Description
Given a binary tree, find the length of the longest path where each node in the path has the same value. This path may or may not pass through the root.
Note: The length of path between two nodes is represented by the number of edges between them.
Example 1:
Input:
tree
Output:
2
Example 2:
Input:
tree
Output:
2
Note: The given binary tree has not more than 10000 nodes.

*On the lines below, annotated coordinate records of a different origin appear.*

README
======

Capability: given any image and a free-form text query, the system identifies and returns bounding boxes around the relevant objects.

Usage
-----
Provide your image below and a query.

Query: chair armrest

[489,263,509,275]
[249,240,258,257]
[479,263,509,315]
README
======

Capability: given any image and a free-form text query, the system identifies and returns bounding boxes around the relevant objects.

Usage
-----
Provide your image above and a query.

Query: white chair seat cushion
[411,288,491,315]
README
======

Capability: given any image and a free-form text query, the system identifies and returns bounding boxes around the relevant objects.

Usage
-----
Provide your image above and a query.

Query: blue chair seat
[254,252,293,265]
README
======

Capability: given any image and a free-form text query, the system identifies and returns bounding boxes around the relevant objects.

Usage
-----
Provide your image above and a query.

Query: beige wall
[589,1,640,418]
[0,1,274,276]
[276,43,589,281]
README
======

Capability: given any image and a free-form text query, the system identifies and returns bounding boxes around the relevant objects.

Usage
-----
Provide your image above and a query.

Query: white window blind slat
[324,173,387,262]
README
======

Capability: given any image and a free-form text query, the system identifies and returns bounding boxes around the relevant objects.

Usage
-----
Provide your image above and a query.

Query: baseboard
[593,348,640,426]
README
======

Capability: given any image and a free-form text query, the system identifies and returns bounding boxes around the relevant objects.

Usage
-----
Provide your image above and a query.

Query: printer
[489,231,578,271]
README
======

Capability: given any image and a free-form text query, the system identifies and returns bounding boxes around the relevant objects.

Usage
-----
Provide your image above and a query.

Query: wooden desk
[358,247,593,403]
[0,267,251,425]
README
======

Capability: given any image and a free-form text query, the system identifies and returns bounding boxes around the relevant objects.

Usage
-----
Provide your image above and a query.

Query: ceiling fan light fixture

The height of the tree is not more than 1000.
Solution
DFS
這道題的思路跟"543. Diameter of Binary Tree"完全相同。
/**
* Definition for a binary tree node.
* public class TreeNode {
* int val;
* TreeNode left;
* TreeNode right;
* TreeNode(int x) { val = x; }
* }
*/
class Solution {
public int longestUnivaluePath(TreeNode root) {
if (root == null) {
return 0;
}
int leftPath = longestUnivaluePath(root.left);
int rightPath = longestUnivaluePath(root.right);
int rootPath = univalueDepth(root.left, root)
+ univalueDepth(root.right, root);
return Math.max(rootPath, Math.max(leftPath, rightPath));
}
public int univalueDepth(TreeNode node, TreeNode target) {
if (node == null || node.val != target.val) {
return 0;
}
return 1 + Math.max(univalueDepth(node.left, target)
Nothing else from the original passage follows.